The Colombian government has put drastic measures in place to prevent potential energy blackouts caused by the affects of the pacific weather phenomenon, “El Niño,” and declining access to oil.
Colombia has been suffering the worst drought on the country’s records due to El Niño with reservoir levels declining. Many provinces and cities have had water restrictions imposed in order to ration the supply. The situation is set to continue getting worse until March 2016.
According to the Minister for Mines and Energy, Tomas Gonzalez, other contributing factors to the energy crisis are the decline of the gas fields on the Caribbean coast, the closure of the border with Venezuela and falling oil prices which affect the income of the plants that generate power in times of crisis.
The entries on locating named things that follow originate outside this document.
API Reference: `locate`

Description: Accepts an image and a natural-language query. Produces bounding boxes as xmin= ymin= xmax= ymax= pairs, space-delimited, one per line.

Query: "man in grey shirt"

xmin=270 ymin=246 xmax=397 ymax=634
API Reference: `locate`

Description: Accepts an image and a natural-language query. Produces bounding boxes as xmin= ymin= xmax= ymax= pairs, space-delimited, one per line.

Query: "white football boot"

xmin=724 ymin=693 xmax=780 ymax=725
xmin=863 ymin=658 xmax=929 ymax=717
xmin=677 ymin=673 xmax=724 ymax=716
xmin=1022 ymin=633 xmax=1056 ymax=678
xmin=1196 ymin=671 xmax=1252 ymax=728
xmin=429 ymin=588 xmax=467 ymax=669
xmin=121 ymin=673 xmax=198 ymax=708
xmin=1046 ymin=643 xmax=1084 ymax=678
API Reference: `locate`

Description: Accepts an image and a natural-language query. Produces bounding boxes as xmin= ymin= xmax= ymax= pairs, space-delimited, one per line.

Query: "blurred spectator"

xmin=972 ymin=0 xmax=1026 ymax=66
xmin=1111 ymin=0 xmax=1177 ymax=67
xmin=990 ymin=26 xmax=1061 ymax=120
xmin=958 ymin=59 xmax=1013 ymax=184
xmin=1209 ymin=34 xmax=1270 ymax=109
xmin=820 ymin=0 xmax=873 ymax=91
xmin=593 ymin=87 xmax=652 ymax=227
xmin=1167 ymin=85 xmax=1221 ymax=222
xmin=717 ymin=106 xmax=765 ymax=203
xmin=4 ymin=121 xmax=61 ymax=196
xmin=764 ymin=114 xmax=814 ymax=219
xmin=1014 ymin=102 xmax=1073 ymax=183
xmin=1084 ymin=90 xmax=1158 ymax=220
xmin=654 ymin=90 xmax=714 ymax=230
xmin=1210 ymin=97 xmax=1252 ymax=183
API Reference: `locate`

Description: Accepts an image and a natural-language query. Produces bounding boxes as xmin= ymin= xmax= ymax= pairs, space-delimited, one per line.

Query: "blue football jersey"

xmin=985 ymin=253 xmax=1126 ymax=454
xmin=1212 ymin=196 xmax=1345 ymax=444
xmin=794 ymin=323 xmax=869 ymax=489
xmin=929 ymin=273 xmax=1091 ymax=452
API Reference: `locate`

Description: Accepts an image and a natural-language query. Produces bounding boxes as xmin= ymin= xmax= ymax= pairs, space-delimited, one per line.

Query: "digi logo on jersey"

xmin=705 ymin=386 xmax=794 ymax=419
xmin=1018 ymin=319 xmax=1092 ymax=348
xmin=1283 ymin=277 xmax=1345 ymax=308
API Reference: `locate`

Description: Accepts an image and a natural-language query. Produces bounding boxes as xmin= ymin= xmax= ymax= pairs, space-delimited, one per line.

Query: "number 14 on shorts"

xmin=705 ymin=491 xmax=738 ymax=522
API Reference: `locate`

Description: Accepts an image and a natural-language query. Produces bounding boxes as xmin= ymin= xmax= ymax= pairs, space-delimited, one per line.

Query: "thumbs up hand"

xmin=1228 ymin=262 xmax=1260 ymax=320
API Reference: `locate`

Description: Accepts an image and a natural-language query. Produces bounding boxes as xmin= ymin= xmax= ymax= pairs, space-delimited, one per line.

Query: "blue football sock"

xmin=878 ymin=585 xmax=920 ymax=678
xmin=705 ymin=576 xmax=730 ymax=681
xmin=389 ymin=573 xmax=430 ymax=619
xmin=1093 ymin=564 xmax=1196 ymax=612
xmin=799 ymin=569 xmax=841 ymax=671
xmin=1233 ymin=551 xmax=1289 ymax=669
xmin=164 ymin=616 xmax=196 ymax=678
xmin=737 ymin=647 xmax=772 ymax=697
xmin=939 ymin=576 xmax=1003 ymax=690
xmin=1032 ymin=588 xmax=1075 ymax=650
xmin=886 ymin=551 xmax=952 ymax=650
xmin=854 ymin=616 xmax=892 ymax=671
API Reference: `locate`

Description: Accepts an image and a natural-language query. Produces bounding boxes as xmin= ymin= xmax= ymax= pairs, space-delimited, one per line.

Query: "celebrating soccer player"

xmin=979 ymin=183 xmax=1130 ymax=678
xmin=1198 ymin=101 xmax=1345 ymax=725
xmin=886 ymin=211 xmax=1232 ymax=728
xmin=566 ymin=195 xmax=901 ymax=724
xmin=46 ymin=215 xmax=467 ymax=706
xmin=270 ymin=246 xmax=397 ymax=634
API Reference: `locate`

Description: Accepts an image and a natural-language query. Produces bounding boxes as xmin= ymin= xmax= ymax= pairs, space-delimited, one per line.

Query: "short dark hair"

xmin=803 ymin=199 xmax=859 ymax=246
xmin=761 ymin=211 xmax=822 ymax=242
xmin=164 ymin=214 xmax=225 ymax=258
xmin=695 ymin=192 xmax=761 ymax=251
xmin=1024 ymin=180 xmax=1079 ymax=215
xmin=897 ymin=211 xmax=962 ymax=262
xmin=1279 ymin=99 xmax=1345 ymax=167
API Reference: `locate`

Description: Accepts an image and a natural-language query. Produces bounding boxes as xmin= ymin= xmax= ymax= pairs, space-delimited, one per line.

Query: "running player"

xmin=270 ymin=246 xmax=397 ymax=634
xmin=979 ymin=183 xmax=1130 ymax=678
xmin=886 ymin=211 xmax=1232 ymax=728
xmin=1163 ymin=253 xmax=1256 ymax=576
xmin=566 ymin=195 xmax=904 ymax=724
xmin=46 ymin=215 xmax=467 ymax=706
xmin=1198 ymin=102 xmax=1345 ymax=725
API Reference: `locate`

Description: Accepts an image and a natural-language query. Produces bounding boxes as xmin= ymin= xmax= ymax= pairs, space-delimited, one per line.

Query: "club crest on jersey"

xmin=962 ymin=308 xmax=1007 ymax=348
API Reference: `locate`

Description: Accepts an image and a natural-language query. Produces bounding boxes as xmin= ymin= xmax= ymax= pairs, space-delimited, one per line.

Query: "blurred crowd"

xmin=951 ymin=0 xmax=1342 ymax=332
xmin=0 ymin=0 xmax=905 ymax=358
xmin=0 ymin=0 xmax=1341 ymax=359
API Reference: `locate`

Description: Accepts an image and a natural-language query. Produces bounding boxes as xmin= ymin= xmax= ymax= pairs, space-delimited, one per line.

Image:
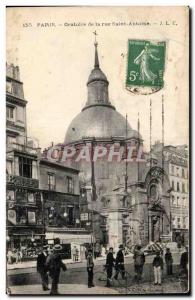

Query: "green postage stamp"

xmin=126 ymin=40 xmax=166 ymax=95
In order to save power and prevent blackouts, especially around Christmas and the New Year, President Juan Manuel Santos announced that the presidential palace and other national government buildings in Bogota will remain without Christmas lights this year.
More controversially, the government raised energy prices which has generated controversy.
Gonzalez defended the “unpopular” decision to raise energy prices in the Senate on Wednesday. Gonzalez said it was a “responsible” choice supported by an analysis which concluded raising energy prices would prevent a power outage.
The Minister added, “the monthly increase in energy bills are strictly temporary measures, when El Niño ends and the situation returns to normal, prices will return to their previous level.”
Congressman David Barguil (Conservative Party) raised the question of the $7.8 billion collected by the government since 2006 from citizen’s energy bills in order to act as an insurance for crises such as this one.
“Now it turns out that the insurance did not work and we all must dig into our pockets to avoid a blackout,” said Barguil.
Despite concerns and the worrying urgency of the proposed measures, President Juan Manuel Santos said on Monday that the country has enough energy to be able to face the affects of El Niño, if water and energy are not wasted.
“In the current conditions and according to the perspectives that specialized bodies have mentioned to us, we have sufficient capacity to cope with this crisis,” said Santos.
The president explained that currently the reservoirs are at 65% and the energy created will be enough to avoid a suspension of power provision.
The Colombian government have been running a campaign to encourage citizens to save water. Santos said that this is the “responsibility of everyone” and warned that the hardest months of drought were still to come.